Better security for your app's secrets

The incident-io/core application uses a mixture of environment variables, config files and secrets stored in Google Secret Manager to configure the app. This is a reference guide to all the parts that make up this flow.

What is config?

Application config comes in several forms:

Non-sensitive config, such as a GCP_PROJECT_ID or GITHUB_APP_NAME
Sensitive config, like STRIPE_API_KEY or GITHUB_WEBHOOK_SECRET
Runtime configuration, like DATABASE_URL or MEMCACHIER_PASSWORD

Both (1) and (2) make sense to track alongside the code that uses them, and – quite crucially – would expect to be set to the same value for each instance of an application environment. That means if we deployed the staging environments into two infrastructures, say Heroku and Google Cloud Run as part of a migration, this config would not change between those two instances.

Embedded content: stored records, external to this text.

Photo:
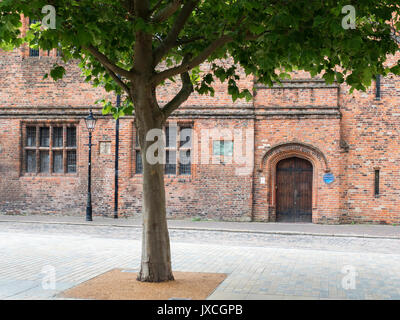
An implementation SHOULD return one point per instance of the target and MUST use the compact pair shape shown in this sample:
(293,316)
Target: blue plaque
(329,178)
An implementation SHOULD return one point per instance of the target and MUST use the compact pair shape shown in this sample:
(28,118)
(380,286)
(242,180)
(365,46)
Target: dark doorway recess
(294,190)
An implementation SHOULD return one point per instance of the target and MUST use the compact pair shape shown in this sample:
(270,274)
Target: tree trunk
(156,253)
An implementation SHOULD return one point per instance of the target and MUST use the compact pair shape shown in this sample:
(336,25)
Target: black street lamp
(116,160)
(90,125)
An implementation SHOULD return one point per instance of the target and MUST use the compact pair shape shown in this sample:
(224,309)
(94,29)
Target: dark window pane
(170,136)
(57,162)
(31,136)
(30,161)
(57,136)
(184,162)
(44,161)
(186,137)
(44,137)
(137,140)
(377,182)
(170,165)
(33,52)
(138,162)
(217,148)
(71,137)
(71,161)
(228,148)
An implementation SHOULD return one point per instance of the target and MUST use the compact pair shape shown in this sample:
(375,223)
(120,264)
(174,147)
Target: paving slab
(348,230)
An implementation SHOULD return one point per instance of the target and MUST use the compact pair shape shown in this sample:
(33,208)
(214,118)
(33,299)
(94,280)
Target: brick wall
(349,136)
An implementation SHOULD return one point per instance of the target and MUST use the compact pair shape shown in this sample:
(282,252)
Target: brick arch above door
(282,151)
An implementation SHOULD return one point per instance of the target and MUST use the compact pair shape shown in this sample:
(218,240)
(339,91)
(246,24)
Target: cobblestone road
(260,266)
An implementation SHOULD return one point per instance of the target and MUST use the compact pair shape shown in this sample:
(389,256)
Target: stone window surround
(50,124)
(180,124)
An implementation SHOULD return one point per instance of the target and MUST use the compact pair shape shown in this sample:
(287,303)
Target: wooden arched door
(294,190)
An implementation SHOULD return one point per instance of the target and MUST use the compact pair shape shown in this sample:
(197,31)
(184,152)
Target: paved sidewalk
(292,267)
(356,230)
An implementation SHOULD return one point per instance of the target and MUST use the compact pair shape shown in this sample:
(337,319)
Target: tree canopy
(267,38)
(134,46)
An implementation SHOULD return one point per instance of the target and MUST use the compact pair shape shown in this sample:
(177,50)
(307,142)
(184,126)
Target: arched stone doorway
(267,203)
(294,180)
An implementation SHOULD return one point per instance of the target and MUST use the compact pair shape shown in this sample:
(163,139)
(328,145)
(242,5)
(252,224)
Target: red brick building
(318,153)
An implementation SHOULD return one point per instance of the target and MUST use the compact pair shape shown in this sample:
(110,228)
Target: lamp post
(90,125)
(116,160)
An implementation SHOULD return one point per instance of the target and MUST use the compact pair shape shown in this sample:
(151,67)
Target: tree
(134,46)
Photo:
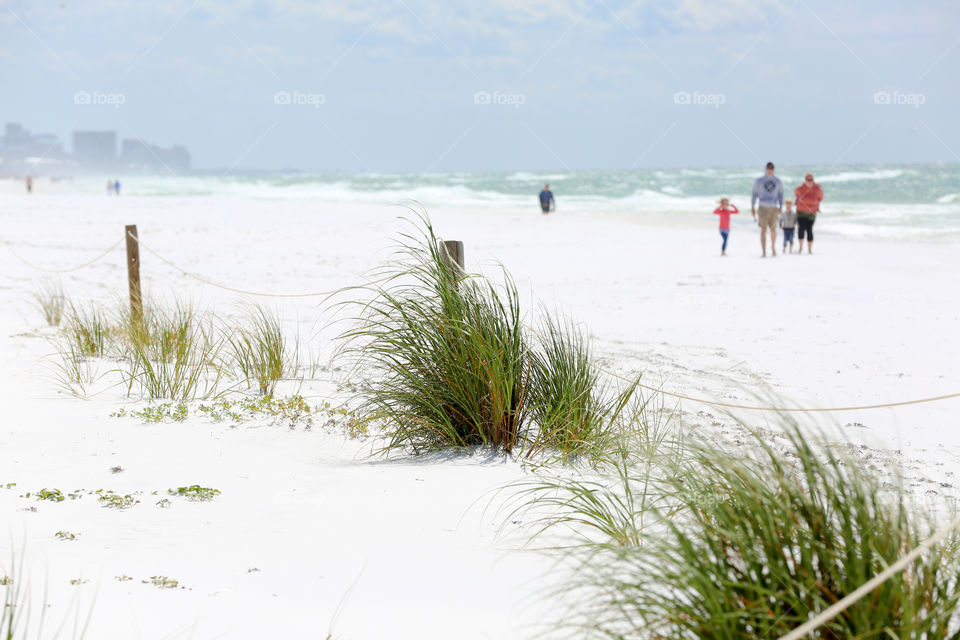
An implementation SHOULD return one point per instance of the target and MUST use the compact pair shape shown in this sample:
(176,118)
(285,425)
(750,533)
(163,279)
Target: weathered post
(452,253)
(133,272)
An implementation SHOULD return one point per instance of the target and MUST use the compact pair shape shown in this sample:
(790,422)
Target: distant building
(95,147)
(140,154)
(24,152)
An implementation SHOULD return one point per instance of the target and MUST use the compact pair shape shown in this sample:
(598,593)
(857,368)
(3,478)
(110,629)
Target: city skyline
(408,87)
(25,153)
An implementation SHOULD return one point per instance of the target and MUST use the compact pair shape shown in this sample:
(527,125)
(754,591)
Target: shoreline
(849,326)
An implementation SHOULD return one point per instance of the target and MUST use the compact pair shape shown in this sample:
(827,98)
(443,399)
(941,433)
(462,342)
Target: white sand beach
(310,534)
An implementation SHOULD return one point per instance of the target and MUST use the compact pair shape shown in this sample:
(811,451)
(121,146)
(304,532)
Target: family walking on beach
(774,211)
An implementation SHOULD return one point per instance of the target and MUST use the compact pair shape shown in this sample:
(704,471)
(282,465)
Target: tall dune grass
(752,544)
(448,361)
(259,348)
(445,354)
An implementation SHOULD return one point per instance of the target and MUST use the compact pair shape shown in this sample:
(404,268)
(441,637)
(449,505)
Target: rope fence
(798,633)
(733,405)
(99,257)
(704,401)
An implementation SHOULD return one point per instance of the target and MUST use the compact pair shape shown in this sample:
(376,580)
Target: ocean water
(908,201)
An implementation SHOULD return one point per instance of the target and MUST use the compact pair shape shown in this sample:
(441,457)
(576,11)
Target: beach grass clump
(259,349)
(751,544)
(574,407)
(172,353)
(444,354)
(89,331)
(51,300)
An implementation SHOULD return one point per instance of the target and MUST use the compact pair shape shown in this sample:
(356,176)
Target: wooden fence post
(133,272)
(452,253)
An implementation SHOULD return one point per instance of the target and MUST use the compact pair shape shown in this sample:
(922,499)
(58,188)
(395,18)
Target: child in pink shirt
(724,211)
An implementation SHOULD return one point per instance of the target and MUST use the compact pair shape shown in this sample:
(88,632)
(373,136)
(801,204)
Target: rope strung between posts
(837,608)
(732,405)
(39,268)
(225,287)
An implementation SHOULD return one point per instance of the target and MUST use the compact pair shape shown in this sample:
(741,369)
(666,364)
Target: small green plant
(171,354)
(89,332)
(116,501)
(163,412)
(293,409)
(53,495)
(259,349)
(443,354)
(749,545)
(574,409)
(51,300)
(162,582)
(195,492)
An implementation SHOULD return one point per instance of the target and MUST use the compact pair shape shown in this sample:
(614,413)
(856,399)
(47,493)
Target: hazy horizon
(410,87)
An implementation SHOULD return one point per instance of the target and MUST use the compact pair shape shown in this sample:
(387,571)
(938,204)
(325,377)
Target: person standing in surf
(546,199)
(808,196)
(768,190)
(724,211)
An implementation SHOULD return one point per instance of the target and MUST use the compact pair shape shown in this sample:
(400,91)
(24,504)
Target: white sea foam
(913,200)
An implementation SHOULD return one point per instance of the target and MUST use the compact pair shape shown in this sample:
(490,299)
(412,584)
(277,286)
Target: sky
(425,86)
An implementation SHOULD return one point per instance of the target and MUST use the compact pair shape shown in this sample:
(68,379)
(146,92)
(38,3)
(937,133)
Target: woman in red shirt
(724,211)
(808,196)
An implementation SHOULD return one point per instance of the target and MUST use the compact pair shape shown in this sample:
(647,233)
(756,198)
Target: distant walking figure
(808,196)
(724,211)
(769,191)
(788,222)
(546,199)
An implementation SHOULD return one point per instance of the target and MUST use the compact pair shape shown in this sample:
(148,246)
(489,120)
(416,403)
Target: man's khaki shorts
(768,217)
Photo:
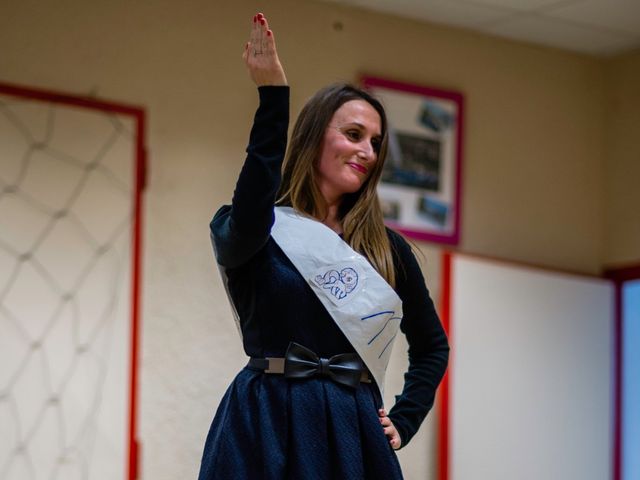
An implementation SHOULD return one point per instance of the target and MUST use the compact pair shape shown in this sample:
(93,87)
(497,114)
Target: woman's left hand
(389,430)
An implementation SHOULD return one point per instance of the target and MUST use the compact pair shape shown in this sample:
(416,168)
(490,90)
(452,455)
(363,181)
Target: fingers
(260,55)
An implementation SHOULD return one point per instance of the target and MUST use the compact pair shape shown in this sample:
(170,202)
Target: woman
(301,288)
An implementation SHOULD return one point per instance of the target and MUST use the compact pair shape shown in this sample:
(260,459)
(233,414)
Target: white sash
(360,301)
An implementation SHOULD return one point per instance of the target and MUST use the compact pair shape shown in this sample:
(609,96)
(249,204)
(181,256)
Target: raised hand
(260,55)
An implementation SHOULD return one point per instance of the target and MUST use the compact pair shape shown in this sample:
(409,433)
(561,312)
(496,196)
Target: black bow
(300,362)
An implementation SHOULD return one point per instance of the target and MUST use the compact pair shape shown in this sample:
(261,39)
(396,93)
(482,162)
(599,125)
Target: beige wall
(535,157)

Runtime configuration (3) differs in that it’s specific to the infrastructure, and you might be given different DATABASE_URL environments between instances of the same environment, or perhaps even between different roles (perhaps we should give cron a DATABASE_URL that points at a replica, rather than the primary).

Where do we store it?

The incident-io/core application includes configuration files for each environment it is deployed into (at time of writing, staging and production) which you can find at config/environments/<env>.yml, each parseable into a Config structure defined in the code.

💡 Config files mostly track non-sensitive (1) and sensitive (2) config, and only include runtime (3) if it makes sense to assert on it being present when booting.

Config is a simple structure of FIELD_NAME to value, with some optional struct tags that opt values into additional validation.

A small sample is:

type Config struct {
	APP_ENV             string `config:"required"` // type 1 (non-sensitive)
	APP_ROOT            string                     // type 3 (runtime)
	ACCESS_TOKEN_SALT   Secret                     // type 2 (sensitive)
  // ...
}

Taking the same slice of the production configuration file:

# config/environments/production.yml
---
APP_ENV: production
ATLASSIAN_OAUTH_CLIENT_ID: OEr2GKQfh8rHiqKVtFPWRiK2dAJ20FTd
ATLASSIAN_OAUTH_CLIENT_SECRET: secret-manager:projects/65058793566/secrets/app-atlassian-oauth-client-secret/versions/1

How do we load and use config values?

The application, when it wants to use any of these config values, will use them via a package singleton (e.g. config.CONFIG.APP_ENV) that is loaded on application boot, via a call to config.Init.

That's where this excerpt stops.